Purpose of the Study:

  • To evaluate the predictive performance of five machine learning models (LR, DT, RF, XGBoost, SVR) for Air Quality Index (AQI) forecasting.
  • To identify the most influential features for AQI prediction.
  • To develop an interpretable and reproducible ML framework for air quality management.

Main Methods:

  • Utilized the UCI ML Repository's Air Quality dataset, performing pre-processing, feature engineering, and chronological splitting.
  • Trained and rigorously tuned five ML models: Linear Regression (LR), Decision Tree (DT), Random Forest (RF), Extreme Gradient Boosting (XGBoost), and Support Vector Regression (SVR).
  • Assessed model performance using RMSE, MAE, and R2, with statistical significance confirmed via bootstrap confidence intervals and t-tests.

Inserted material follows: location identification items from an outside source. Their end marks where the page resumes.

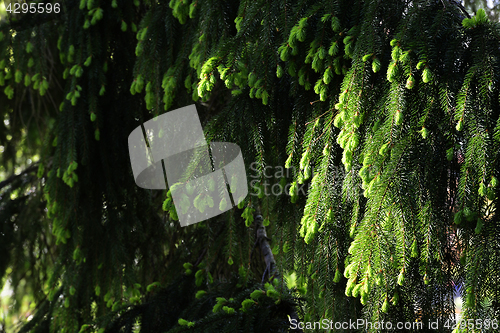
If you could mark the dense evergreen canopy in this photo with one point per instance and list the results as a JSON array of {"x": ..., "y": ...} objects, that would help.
[{"x": 370, "y": 132}]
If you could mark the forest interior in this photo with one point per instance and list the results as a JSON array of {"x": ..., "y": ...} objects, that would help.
[{"x": 369, "y": 132}]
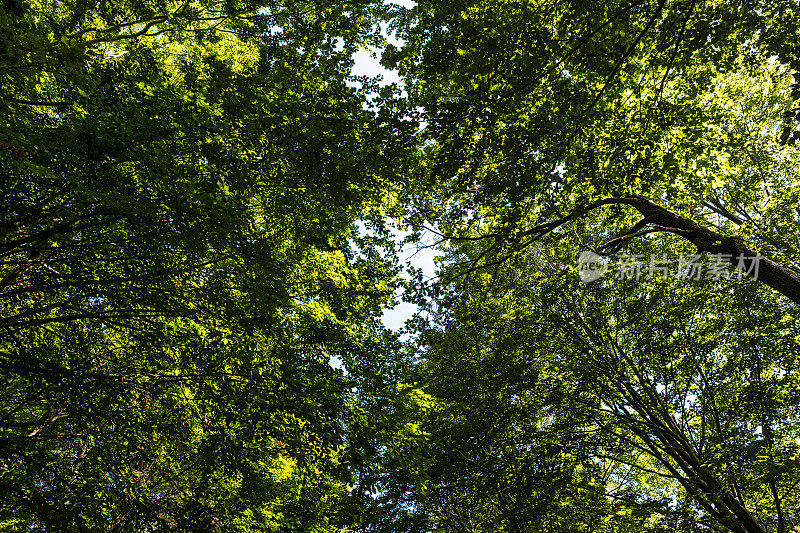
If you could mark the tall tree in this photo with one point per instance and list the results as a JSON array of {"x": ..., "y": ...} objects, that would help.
[
  {"x": 658, "y": 128},
  {"x": 179, "y": 265}
]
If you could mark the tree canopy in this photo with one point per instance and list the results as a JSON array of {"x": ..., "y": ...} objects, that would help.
[{"x": 196, "y": 221}]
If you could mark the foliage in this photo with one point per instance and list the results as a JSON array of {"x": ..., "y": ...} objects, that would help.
[{"x": 179, "y": 264}]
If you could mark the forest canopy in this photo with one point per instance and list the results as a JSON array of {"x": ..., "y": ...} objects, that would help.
[{"x": 201, "y": 212}]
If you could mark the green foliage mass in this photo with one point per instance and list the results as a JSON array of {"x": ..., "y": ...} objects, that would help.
[{"x": 196, "y": 248}]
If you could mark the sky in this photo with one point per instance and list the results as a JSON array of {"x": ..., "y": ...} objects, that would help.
[{"x": 367, "y": 63}]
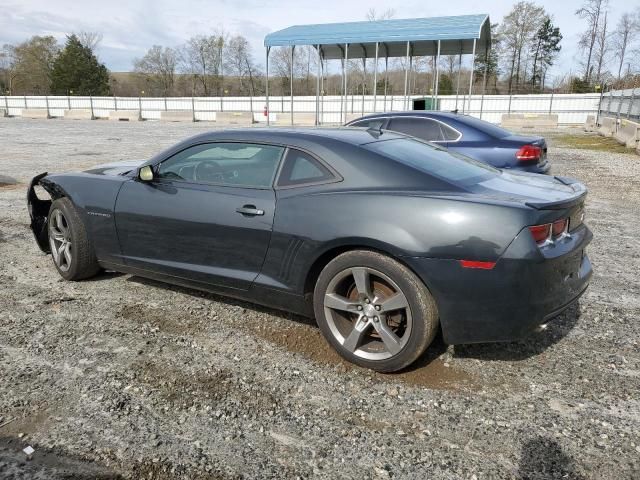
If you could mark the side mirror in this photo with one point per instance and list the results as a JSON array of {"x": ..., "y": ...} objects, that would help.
[{"x": 145, "y": 173}]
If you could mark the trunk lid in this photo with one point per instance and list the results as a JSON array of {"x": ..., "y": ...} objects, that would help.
[{"x": 534, "y": 190}]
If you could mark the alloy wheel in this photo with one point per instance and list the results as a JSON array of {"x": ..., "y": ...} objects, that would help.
[
  {"x": 60, "y": 240},
  {"x": 368, "y": 313}
]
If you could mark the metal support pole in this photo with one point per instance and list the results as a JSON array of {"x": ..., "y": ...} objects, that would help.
[
  {"x": 458, "y": 82},
  {"x": 386, "y": 80},
  {"x": 342, "y": 99},
  {"x": 473, "y": 62},
  {"x": 620, "y": 103},
  {"x": 267, "y": 84},
  {"x": 364, "y": 76},
  {"x": 293, "y": 47},
  {"x": 318, "y": 87},
  {"x": 484, "y": 79},
  {"x": 346, "y": 79},
  {"x": 375, "y": 79},
  {"x": 406, "y": 76},
  {"x": 437, "y": 75},
  {"x": 322, "y": 90}
]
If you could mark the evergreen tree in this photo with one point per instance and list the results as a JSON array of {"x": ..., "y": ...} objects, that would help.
[
  {"x": 544, "y": 50},
  {"x": 490, "y": 60},
  {"x": 77, "y": 69}
]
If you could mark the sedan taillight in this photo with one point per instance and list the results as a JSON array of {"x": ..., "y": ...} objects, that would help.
[{"x": 529, "y": 153}]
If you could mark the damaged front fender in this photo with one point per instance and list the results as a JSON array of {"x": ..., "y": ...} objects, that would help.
[{"x": 39, "y": 213}]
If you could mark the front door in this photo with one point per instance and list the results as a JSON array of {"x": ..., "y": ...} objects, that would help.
[{"x": 207, "y": 215}]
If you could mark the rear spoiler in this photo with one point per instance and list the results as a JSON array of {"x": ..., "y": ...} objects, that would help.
[{"x": 580, "y": 192}]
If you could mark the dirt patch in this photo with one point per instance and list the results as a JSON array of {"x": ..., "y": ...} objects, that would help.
[
  {"x": 590, "y": 141},
  {"x": 429, "y": 371}
]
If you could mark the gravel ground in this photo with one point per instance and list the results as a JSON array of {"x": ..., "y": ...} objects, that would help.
[{"x": 121, "y": 377}]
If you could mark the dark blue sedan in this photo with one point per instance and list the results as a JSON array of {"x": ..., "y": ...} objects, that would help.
[{"x": 467, "y": 135}]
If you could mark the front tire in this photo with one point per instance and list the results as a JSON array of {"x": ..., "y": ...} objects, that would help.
[
  {"x": 71, "y": 250},
  {"x": 374, "y": 311}
]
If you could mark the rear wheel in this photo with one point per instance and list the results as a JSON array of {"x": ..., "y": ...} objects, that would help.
[
  {"x": 71, "y": 250},
  {"x": 374, "y": 311}
]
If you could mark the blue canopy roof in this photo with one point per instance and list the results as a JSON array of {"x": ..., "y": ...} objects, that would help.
[{"x": 456, "y": 35}]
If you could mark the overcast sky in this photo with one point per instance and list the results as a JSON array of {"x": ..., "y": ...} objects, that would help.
[{"x": 130, "y": 27}]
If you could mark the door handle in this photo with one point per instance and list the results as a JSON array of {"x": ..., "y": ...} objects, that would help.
[{"x": 250, "y": 210}]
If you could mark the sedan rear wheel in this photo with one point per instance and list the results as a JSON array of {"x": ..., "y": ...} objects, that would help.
[{"x": 374, "y": 311}]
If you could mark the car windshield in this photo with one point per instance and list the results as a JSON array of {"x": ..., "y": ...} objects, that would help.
[
  {"x": 485, "y": 127},
  {"x": 446, "y": 165}
]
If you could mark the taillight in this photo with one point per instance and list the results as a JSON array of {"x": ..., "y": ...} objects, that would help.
[
  {"x": 541, "y": 233},
  {"x": 547, "y": 233},
  {"x": 559, "y": 227},
  {"x": 529, "y": 153}
]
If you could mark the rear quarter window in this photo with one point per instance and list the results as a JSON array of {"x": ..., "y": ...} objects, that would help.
[{"x": 440, "y": 163}]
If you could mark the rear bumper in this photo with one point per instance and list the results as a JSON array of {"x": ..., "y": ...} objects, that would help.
[{"x": 510, "y": 301}]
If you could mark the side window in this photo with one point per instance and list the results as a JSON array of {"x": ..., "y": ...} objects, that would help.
[
  {"x": 300, "y": 168},
  {"x": 422, "y": 128},
  {"x": 450, "y": 135},
  {"x": 375, "y": 123},
  {"x": 233, "y": 164}
]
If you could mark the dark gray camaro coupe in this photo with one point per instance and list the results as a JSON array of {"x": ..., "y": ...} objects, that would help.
[{"x": 381, "y": 236}]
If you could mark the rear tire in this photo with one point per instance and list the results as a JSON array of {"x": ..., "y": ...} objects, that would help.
[
  {"x": 71, "y": 250},
  {"x": 374, "y": 311}
]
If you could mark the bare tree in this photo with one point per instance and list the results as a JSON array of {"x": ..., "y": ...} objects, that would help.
[
  {"x": 241, "y": 64},
  {"x": 158, "y": 66},
  {"x": 8, "y": 67},
  {"x": 592, "y": 11},
  {"x": 201, "y": 57},
  {"x": 517, "y": 33},
  {"x": 624, "y": 35},
  {"x": 90, "y": 40},
  {"x": 602, "y": 47}
]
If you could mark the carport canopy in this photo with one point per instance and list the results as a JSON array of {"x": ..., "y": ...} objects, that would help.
[
  {"x": 455, "y": 34},
  {"x": 410, "y": 37}
]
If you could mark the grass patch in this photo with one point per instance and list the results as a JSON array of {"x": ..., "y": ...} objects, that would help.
[{"x": 590, "y": 142}]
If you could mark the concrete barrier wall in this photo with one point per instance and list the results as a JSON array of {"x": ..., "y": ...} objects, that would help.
[
  {"x": 234, "y": 118},
  {"x": 124, "y": 115},
  {"x": 78, "y": 115},
  {"x": 34, "y": 113},
  {"x": 176, "y": 116},
  {"x": 607, "y": 126},
  {"x": 628, "y": 133},
  {"x": 529, "y": 120},
  {"x": 590, "y": 124}
]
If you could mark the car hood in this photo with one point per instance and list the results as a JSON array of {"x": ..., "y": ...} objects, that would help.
[
  {"x": 116, "y": 168},
  {"x": 540, "y": 191}
]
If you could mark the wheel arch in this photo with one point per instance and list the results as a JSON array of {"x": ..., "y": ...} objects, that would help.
[{"x": 333, "y": 251}]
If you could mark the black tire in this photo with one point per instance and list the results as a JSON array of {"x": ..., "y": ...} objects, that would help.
[
  {"x": 83, "y": 263},
  {"x": 420, "y": 310}
]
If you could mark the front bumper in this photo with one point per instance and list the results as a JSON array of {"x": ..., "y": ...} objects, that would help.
[{"x": 510, "y": 301}]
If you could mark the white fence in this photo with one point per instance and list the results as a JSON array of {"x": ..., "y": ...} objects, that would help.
[
  {"x": 621, "y": 104},
  {"x": 570, "y": 108}
]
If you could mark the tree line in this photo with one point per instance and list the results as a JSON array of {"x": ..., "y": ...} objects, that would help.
[{"x": 525, "y": 45}]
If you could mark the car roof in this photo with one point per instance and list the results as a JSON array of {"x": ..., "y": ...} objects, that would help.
[
  {"x": 354, "y": 136},
  {"x": 416, "y": 113}
]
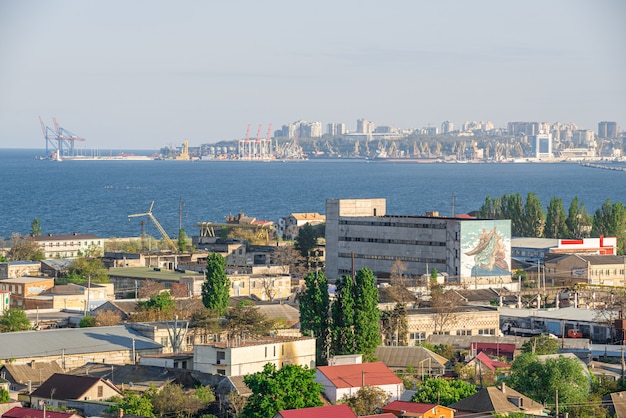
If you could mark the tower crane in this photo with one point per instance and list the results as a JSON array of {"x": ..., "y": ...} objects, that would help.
[{"x": 149, "y": 214}]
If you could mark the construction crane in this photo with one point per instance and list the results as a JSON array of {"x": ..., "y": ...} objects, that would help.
[{"x": 166, "y": 237}]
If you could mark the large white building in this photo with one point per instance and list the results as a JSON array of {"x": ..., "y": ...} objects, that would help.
[{"x": 360, "y": 234}]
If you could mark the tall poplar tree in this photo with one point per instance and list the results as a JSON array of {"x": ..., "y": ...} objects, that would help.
[
  {"x": 367, "y": 314},
  {"x": 216, "y": 286},
  {"x": 534, "y": 217},
  {"x": 343, "y": 313},
  {"x": 556, "y": 227},
  {"x": 578, "y": 220},
  {"x": 314, "y": 310}
]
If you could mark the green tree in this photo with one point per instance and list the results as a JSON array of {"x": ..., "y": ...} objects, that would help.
[
  {"x": 343, "y": 317},
  {"x": 247, "y": 321},
  {"x": 291, "y": 387},
  {"x": 610, "y": 220},
  {"x": 556, "y": 225},
  {"x": 24, "y": 248},
  {"x": 182, "y": 241},
  {"x": 443, "y": 391},
  {"x": 534, "y": 217},
  {"x": 314, "y": 310},
  {"x": 14, "y": 320},
  {"x": 88, "y": 321},
  {"x": 367, "y": 314},
  {"x": 540, "y": 345},
  {"x": 578, "y": 220},
  {"x": 368, "y": 400},
  {"x": 216, "y": 286},
  {"x": 4, "y": 396},
  {"x": 540, "y": 380},
  {"x": 85, "y": 270},
  {"x": 35, "y": 228}
]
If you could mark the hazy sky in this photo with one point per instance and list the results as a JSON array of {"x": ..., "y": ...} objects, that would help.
[{"x": 145, "y": 74}]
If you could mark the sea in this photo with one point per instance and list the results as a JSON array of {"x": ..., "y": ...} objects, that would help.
[{"x": 96, "y": 196}]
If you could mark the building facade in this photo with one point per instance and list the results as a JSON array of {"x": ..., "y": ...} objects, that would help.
[
  {"x": 470, "y": 251},
  {"x": 242, "y": 357},
  {"x": 70, "y": 246}
]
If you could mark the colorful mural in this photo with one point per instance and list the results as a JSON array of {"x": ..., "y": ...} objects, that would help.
[{"x": 486, "y": 248}]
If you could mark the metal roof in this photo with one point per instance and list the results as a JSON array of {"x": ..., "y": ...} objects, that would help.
[{"x": 28, "y": 344}]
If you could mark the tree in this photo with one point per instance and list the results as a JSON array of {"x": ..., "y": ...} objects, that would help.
[
  {"x": 14, "y": 320},
  {"x": 540, "y": 380},
  {"x": 394, "y": 326},
  {"x": 173, "y": 400},
  {"x": 343, "y": 317},
  {"x": 534, "y": 218},
  {"x": 135, "y": 404},
  {"x": 540, "y": 345},
  {"x": 24, "y": 248},
  {"x": 367, "y": 314},
  {"x": 4, "y": 396},
  {"x": 314, "y": 309},
  {"x": 247, "y": 321},
  {"x": 182, "y": 241},
  {"x": 578, "y": 220},
  {"x": 291, "y": 387},
  {"x": 85, "y": 270},
  {"x": 443, "y": 391},
  {"x": 556, "y": 225},
  {"x": 610, "y": 220},
  {"x": 35, "y": 228},
  {"x": 368, "y": 400},
  {"x": 216, "y": 286}
]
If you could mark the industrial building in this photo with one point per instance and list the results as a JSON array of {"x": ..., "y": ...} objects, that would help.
[{"x": 360, "y": 234}]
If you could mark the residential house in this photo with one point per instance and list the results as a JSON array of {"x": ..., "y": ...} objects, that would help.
[
  {"x": 496, "y": 399},
  {"x": 70, "y": 246},
  {"x": 616, "y": 404},
  {"x": 457, "y": 320},
  {"x": 17, "y": 269},
  {"x": 25, "y": 287},
  {"x": 483, "y": 363},
  {"x": 418, "y": 410},
  {"x": 73, "y": 347},
  {"x": 423, "y": 361},
  {"x": 21, "y": 412},
  {"x": 289, "y": 226},
  {"x": 346, "y": 380},
  {"x": 335, "y": 411},
  {"x": 61, "y": 388},
  {"x": 605, "y": 270},
  {"x": 29, "y": 375},
  {"x": 245, "y": 356}
]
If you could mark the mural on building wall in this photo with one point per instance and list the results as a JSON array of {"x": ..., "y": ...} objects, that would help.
[{"x": 486, "y": 248}]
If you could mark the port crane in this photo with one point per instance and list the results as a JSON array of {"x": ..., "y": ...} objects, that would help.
[{"x": 166, "y": 237}]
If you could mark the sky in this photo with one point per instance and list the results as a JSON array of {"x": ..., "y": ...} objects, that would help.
[{"x": 144, "y": 74}]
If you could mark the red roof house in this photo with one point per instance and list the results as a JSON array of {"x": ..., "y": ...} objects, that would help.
[{"x": 346, "y": 380}]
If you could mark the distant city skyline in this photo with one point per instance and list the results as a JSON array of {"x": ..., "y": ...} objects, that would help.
[{"x": 148, "y": 74}]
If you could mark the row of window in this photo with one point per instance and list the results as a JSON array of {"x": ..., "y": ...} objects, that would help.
[
  {"x": 393, "y": 241},
  {"x": 394, "y": 224},
  {"x": 394, "y": 258}
]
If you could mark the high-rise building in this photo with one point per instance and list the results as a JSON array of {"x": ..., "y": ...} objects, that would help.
[
  {"x": 360, "y": 234},
  {"x": 364, "y": 126},
  {"x": 336, "y": 129},
  {"x": 542, "y": 146},
  {"x": 608, "y": 130}
]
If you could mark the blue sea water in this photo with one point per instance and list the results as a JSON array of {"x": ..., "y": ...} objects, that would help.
[{"x": 97, "y": 196}]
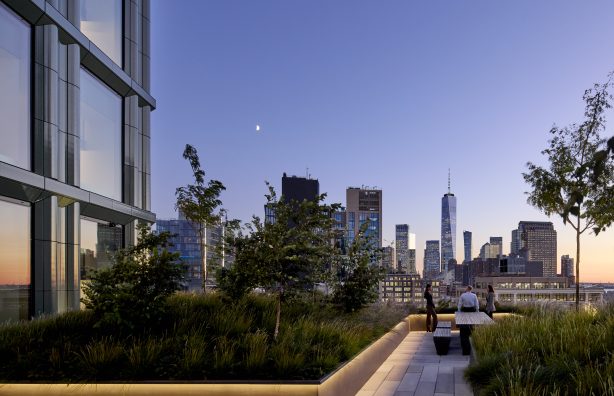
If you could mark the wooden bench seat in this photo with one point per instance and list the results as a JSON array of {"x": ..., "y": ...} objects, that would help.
[{"x": 442, "y": 337}]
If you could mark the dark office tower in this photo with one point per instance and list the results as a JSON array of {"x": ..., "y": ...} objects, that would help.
[
  {"x": 364, "y": 205},
  {"x": 467, "y": 240},
  {"x": 401, "y": 248},
  {"x": 497, "y": 241},
  {"x": 448, "y": 228},
  {"x": 299, "y": 188},
  {"x": 567, "y": 268},
  {"x": 515, "y": 243},
  {"x": 539, "y": 240},
  {"x": 75, "y": 152},
  {"x": 431, "y": 260}
]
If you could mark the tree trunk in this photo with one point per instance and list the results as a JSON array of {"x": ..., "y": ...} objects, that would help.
[
  {"x": 278, "y": 319},
  {"x": 203, "y": 256},
  {"x": 578, "y": 266}
]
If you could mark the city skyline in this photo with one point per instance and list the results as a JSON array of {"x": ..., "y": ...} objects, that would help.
[{"x": 351, "y": 91}]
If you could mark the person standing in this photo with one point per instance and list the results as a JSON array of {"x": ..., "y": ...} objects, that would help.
[
  {"x": 490, "y": 301},
  {"x": 468, "y": 301},
  {"x": 430, "y": 309}
]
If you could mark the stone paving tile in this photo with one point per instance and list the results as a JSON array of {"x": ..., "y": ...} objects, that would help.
[
  {"x": 462, "y": 390},
  {"x": 409, "y": 382},
  {"x": 388, "y": 388},
  {"x": 397, "y": 373},
  {"x": 445, "y": 383},
  {"x": 429, "y": 374},
  {"x": 425, "y": 389},
  {"x": 415, "y": 369}
]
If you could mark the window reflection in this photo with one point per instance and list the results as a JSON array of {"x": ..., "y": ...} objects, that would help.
[
  {"x": 101, "y": 22},
  {"x": 14, "y": 260},
  {"x": 15, "y": 50},
  {"x": 101, "y": 118},
  {"x": 99, "y": 242}
]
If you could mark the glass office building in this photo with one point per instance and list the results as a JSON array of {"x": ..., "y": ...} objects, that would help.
[{"x": 75, "y": 153}]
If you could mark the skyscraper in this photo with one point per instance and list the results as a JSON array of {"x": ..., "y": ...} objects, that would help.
[
  {"x": 497, "y": 241},
  {"x": 448, "y": 228},
  {"x": 539, "y": 240},
  {"x": 515, "y": 243},
  {"x": 299, "y": 188},
  {"x": 411, "y": 254},
  {"x": 75, "y": 158},
  {"x": 401, "y": 247},
  {"x": 567, "y": 268},
  {"x": 431, "y": 260},
  {"x": 467, "y": 241},
  {"x": 364, "y": 205}
]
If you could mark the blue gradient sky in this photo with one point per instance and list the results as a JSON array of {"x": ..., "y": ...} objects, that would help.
[{"x": 388, "y": 94}]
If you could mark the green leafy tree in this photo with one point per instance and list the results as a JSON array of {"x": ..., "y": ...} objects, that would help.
[
  {"x": 578, "y": 183},
  {"x": 131, "y": 294},
  {"x": 285, "y": 256},
  {"x": 199, "y": 202},
  {"x": 357, "y": 273}
]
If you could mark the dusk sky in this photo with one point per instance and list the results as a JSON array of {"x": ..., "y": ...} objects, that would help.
[{"x": 378, "y": 93}]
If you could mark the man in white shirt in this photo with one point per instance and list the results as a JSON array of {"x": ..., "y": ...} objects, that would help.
[{"x": 468, "y": 302}]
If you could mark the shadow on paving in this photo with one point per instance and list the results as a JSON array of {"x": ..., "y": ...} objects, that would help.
[{"x": 415, "y": 369}]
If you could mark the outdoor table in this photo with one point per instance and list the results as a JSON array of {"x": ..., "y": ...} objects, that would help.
[{"x": 465, "y": 322}]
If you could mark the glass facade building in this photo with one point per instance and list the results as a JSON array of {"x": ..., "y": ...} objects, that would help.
[
  {"x": 431, "y": 260},
  {"x": 448, "y": 230},
  {"x": 75, "y": 153},
  {"x": 467, "y": 242}
]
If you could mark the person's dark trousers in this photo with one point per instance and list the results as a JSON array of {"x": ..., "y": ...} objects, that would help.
[
  {"x": 465, "y": 332},
  {"x": 431, "y": 317}
]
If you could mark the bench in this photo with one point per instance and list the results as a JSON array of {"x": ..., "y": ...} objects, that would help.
[{"x": 442, "y": 337}]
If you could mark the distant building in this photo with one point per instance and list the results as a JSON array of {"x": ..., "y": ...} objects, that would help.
[
  {"x": 388, "y": 259},
  {"x": 411, "y": 254},
  {"x": 431, "y": 260},
  {"x": 406, "y": 288},
  {"x": 568, "y": 269},
  {"x": 515, "y": 244},
  {"x": 364, "y": 205},
  {"x": 401, "y": 248},
  {"x": 497, "y": 241},
  {"x": 448, "y": 228},
  {"x": 522, "y": 289},
  {"x": 489, "y": 250},
  {"x": 539, "y": 239},
  {"x": 467, "y": 244},
  {"x": 519, "y": 265},
  {"x": 186, "y": 242},
  {"x": 294, "y": 188}
]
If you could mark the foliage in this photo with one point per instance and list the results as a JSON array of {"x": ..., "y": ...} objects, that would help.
[
  {"x": 546, "y": 352},
  {"x": 286, "y": 256},
  {"x": 358, "y": 273},
  {"x": 202, "y": 337},
  {"x": 199, "y": 202},
  {"x": 131, "y": 294},
  {"x": 578, "y": 186}
]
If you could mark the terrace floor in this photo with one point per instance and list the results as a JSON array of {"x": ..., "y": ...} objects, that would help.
[{"x": 415, "y": 369}]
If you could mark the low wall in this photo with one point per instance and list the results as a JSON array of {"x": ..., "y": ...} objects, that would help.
[{"x": 346, "y": 380}]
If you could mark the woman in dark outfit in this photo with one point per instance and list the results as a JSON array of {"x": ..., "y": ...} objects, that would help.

Employed SHAP for interpretability.

Main Results:

  • Ensemble models, specifically Random Forest and XGBoost, demonstrated superior performance in AQI forecasting.
  • Random Forest achieved the lowest Root Mean Squared Error (RMSE) of 12.48 and Mean Absolute Error (MAE) of 9.35.
  • XGBoost yielded the highest coefficient of determination (R2) of 0.89. NOx, PM2.5, and CO were identified as key predictors.

Conclusions:

  • Interpretable machine learning models provide a reproducible and efficient framework for AQI forecasting.
  • The study underscores the value of benchmark datasets for validating ML methodologies in environmental science.
  • Findings support the application of ML for smart city air quality management and public health policy development.